Translation of pharmaceutical products is one of the most challenging aspects of medical translation because a single mistake in dosage can lead to severe consequences. Translation of prescription drug labels and information into the native language of users is required to ensure that they fully understand the uses, interaction of the drug with other drugs and foods, and when and how the drugs should be taken. Disease names are expressed using long unique names in Japanese, while acronyms or abbreviations are used in English. Completely different names are used in Japanese even for diseases such as AIDS or SARS. This type of naming convention is also followed for pharmaceutical products. Knowledge and experience are required to translate information on the ingredients of drugs and to fill in the application forms.
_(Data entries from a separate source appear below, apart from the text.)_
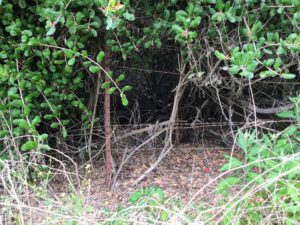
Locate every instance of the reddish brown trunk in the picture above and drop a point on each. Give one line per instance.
(107, 122)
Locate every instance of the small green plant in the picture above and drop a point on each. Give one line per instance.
(269, 191)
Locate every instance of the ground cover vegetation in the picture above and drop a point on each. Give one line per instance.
(74, 73)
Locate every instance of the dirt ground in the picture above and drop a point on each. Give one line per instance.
(182, 173)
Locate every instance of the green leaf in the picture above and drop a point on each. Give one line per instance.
(94, 69)
(219, 55)
(195, 22)
(100, 57)
(112, 90)
(36, 121)
(29, 145)
(177, 28)
(51, 31)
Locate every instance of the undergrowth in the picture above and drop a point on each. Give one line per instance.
(263, 188)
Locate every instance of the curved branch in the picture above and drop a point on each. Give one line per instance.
(270, 110)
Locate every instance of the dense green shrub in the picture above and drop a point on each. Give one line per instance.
(270, 188)
(48, 48)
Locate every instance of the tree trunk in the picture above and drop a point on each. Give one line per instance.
(108, 167)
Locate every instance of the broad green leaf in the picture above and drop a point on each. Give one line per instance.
(51, 31)
(126, 88)
(36, 121)
(105, 84)
(54, 125)
(219, 55)
(94, 69)
(128, 16)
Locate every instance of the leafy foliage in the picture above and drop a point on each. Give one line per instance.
(271, 168)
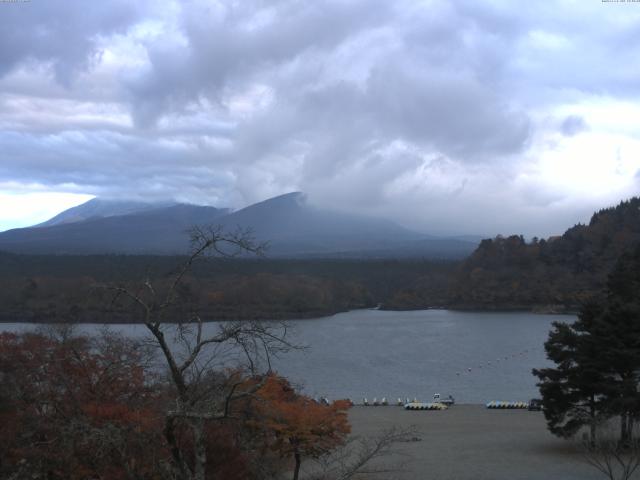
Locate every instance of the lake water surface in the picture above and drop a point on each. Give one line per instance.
(476, 357)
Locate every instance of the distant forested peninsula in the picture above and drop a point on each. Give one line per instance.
(553, 275)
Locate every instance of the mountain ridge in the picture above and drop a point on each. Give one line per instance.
(291, 226)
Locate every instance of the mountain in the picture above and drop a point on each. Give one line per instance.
(100, 208)
(291, 226)
(162, 230)
(556, 273)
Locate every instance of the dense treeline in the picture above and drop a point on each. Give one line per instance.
(557, 273)
(67, 288)
(189, 402)
(554, 274)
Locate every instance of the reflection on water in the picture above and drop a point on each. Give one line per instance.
(476, 357)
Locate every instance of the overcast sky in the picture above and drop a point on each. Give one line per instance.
(449, 116)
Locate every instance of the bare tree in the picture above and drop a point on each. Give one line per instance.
(365, 457)
(203, 393)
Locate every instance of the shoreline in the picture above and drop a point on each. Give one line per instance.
(312, 315)
(471, 442)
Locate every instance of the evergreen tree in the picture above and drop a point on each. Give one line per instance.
(597, 359)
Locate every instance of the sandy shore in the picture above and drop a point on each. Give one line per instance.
(475, 443)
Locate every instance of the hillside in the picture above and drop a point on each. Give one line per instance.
(291, 226)
(553, 274)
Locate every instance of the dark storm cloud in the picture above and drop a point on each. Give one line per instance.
(368, 104)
For over 10 years, I have applied my background in molecular biology to focus on medical translation including academic research papers, clinical trial reports, case reports, investigator’s brochures, informed consent forms, and standard operating procedure documents. I also have many years of experience with pharmaceutical translation including interview guides, marketing materials, regulatory documents, and CMC (chemistry, manufacturing, and controls) requirements. The fact that my work directly impacts the lives of patients is always at the front of my mind, and each project is approached with the careful dedication that it deserves.
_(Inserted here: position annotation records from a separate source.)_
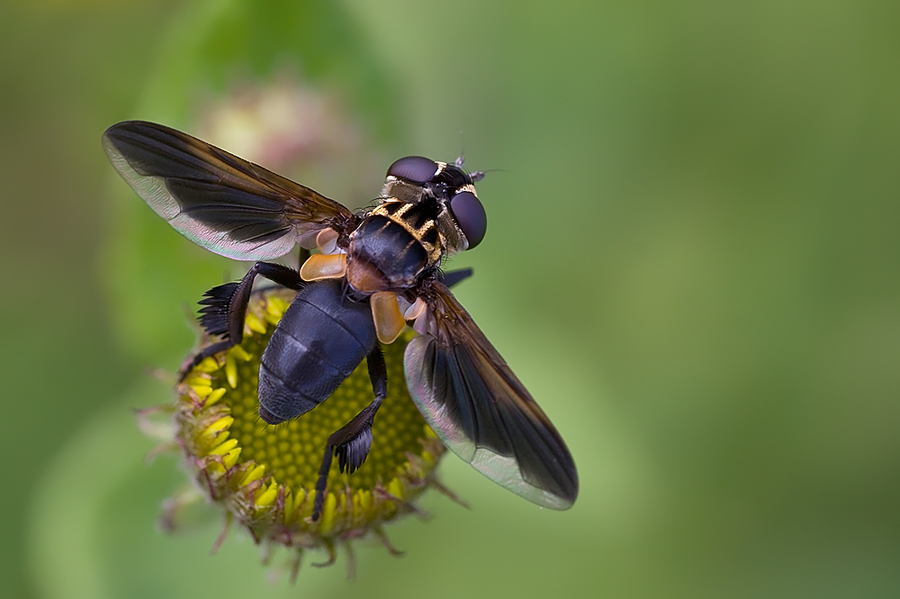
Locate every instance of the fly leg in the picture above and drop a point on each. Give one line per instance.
(225, 308)
(351, 443)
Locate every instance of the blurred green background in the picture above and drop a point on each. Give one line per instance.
(692, 262)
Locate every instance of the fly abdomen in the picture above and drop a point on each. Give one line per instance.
(320, 340)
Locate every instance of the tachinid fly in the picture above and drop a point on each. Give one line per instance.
(375, 272)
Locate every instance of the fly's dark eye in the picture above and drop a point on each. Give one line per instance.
(417, 169)
(469, 214)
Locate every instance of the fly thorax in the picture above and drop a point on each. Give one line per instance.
(395, 243)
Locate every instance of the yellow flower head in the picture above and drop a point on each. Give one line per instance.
(264, 475)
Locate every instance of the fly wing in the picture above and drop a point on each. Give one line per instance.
(220, 202)
(481, 410)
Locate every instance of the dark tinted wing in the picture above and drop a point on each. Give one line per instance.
(217, 200)
(478, 407)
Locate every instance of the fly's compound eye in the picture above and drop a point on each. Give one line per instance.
(416, 169)
(469, 214)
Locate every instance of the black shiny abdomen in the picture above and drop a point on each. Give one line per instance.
(321, 338)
The market size of the pharmaceutical industry in Japan is said to be about seven trillion yen (70 billion dollars). The market is divided into medical, general and deployment. The pharmaceutical industry has been undergoing a significant transformation in recent years. 1) Pharmaceutical companies are merging in Japan and across the globe, 2) New drugs are being launched, and 3) Participation of foreign companies in Japan is intensifying, and there is a spread of generic drugs. The pharmaceutical industry environment will continue to change in the future, with enhancements to the Medical Care System for the Elderly and amendments to the Pharmaceutical Affairs Law. Since more time is required to complete the procedures for medical devices in Japan than in other countries, devices used to provide treatment in other countries are not yet available in Japan. While the government and applicants continue to search for ways to eliminate the lag in using the devices, I look forward to supporting customers working on regulatory submissions and clinical trials required to be completed within a limited time frame with “precise, unambiguous translation that is easy for the readers to understand”.
Documentation of medical devices is increasing in translation localization, and translation processes are being actively carried out using support tools such as SDL Trados. I have translated manuals for medical devices such as artificial heart-lung machines, catheters and CT, and dictionaries of pharmaceutical and medical terms.
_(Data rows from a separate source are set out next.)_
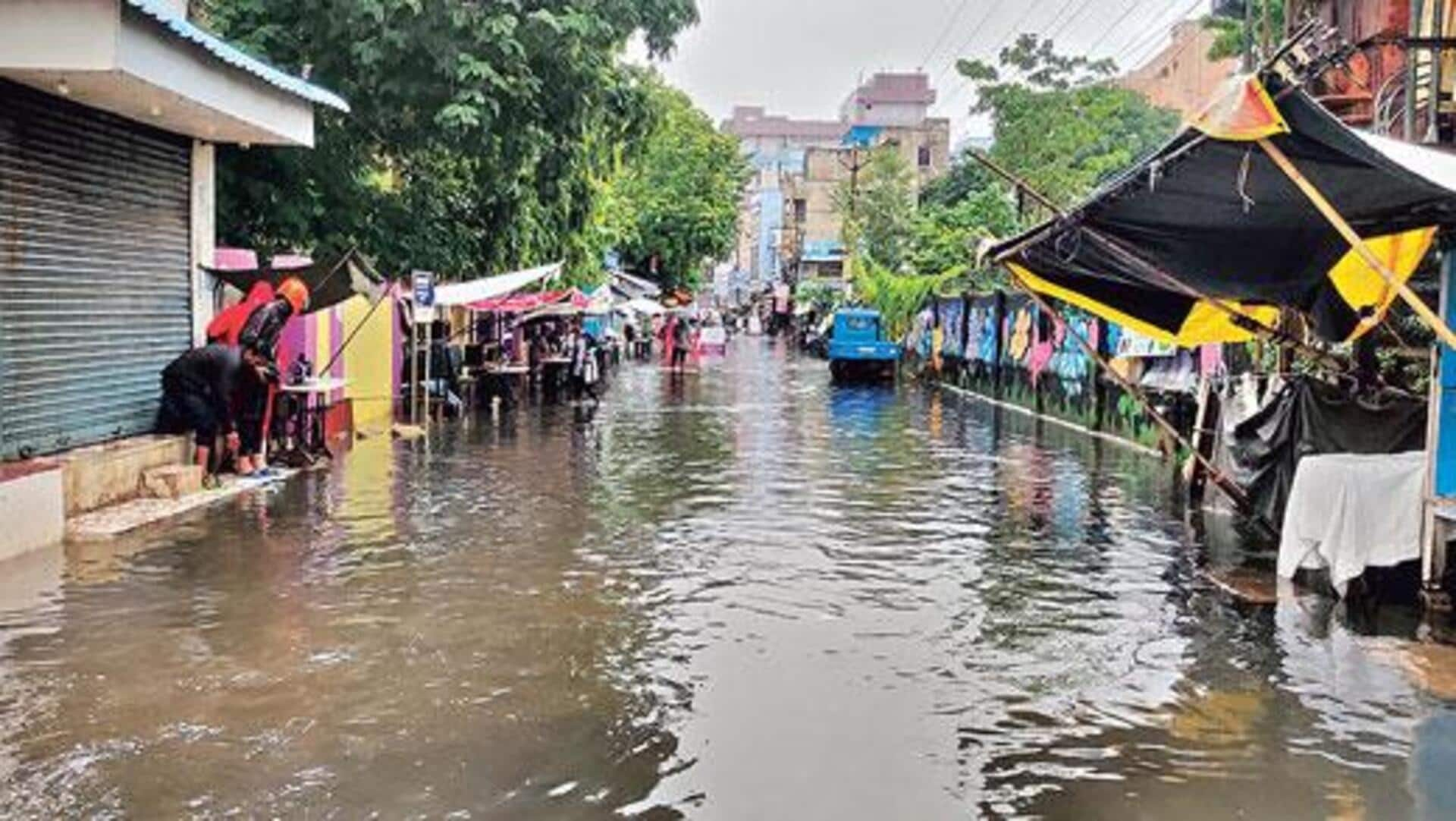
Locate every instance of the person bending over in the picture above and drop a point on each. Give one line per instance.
(199, 391)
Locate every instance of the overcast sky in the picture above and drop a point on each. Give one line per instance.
(802, 57)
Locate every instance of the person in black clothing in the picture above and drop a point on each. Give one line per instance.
(261, 335)
(199, 391)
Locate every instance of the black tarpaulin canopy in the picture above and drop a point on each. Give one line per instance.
(329, 282)
(1210, 236)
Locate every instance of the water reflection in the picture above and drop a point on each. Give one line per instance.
(739, 594)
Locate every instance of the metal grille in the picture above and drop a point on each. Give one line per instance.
(95, 293)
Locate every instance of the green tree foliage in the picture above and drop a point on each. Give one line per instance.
(1059, 124)
(878, 209)
(481, 134)
(1229, 31)
(676, 200)
(896, 296)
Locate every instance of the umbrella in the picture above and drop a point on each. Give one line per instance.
(329, 283)
(1264, 201)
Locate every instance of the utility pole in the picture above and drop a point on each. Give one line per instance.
(1264, 33)
(854, 168)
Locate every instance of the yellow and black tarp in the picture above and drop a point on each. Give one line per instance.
(1207, 231)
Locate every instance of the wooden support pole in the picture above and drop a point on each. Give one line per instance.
(1229, 488)
(1430, 318)
(1168, 280)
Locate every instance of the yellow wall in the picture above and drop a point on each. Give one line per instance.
(369, 364)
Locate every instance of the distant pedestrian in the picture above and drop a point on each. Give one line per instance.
(259, 335)
(582, 364)
(682, 342)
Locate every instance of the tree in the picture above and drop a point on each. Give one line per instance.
(877, 209)
(676, 201)
(1229, 31)
(946, 236)
(1057, 121)
(481, 133)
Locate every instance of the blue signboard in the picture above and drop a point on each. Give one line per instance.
(424, 288)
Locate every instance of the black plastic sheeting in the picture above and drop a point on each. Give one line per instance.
(1308, 417)
(329, 282)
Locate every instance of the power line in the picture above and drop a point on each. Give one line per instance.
(1069, 20)
(946, 33)
(1145, 49)
(1060, 15)
(1109, 31)
(976, 30)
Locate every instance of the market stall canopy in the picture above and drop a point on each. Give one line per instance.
(522, 303)
(329, 282)
(453, 294)
(645, 307)
(1206, 239)
(634, 287)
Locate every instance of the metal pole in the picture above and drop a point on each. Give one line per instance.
(1219, 480)
(1411, 71)
(430, 356)
(414, 363)
(1248, 36)
(1239, 318)
(1359, 245)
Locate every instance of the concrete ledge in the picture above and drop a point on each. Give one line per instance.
(108, 473)
(31, 507)
(109, 523)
The contents have to be translated accurately and with high quality for the development and sales of medical devices. In Japan, translation of large volumes of documents such as reports of the safety tests conducted overseas, manuals, package inserts and application forms for manufacturing and marketing approval is required to manufacture and sell devices such as pacemakers and catheters, which have been developed and manufactured overseas. Users have to appropriately understand the purpose, operations, how to assemble and use the devices. I translate manuals of devices so that the target users can understand the contents.
Although developed nations, including Japan, are well-known for population aging, the problem is progressing rapidly even in developing nations. The aging rate for developing nations is forecast to reach 16.8% in 2060, according to a survey and estimation by the Ministry of Internal Affairs and Communications and the National Institute of Population and Social Security Research. Therefore, to extend healthy life expectancy and realize a society with well-equipped medical and welfare services that will enable the elderly to lead a healthy life is a challenge for Japan and across the globe.
With this background, the medical device industry is becoming more active around the globe. For example, English manuals of pulse oximeters and catheters imported from America are translated into Japanese. At the same time, Japanese manuals of artificial heart-lung machines exported from Japan to different countries are translated into multiple languages. The current situation is that the latest medical devices are moving across international borders as health care is a global problem and not just faced by developed nations such as Japan. This is because of more demand for medical devices with the increase in users of medical services in an aging society. For manufacturing and selling medical devices developed outside Japan, translation of large volumes of documents such as reports of the safety tests conducted overseas, manuals, package inserts and application forms submitted for manufacturing and marketing approval is required. If the application form for approval is mistranslated or difficult to understand, the reviewers will be confused and take more time to review the application. I provide “accurate and easy to read translations while maintaining consistency between documents”, contributing to the quick use of medical devices at clinical sites.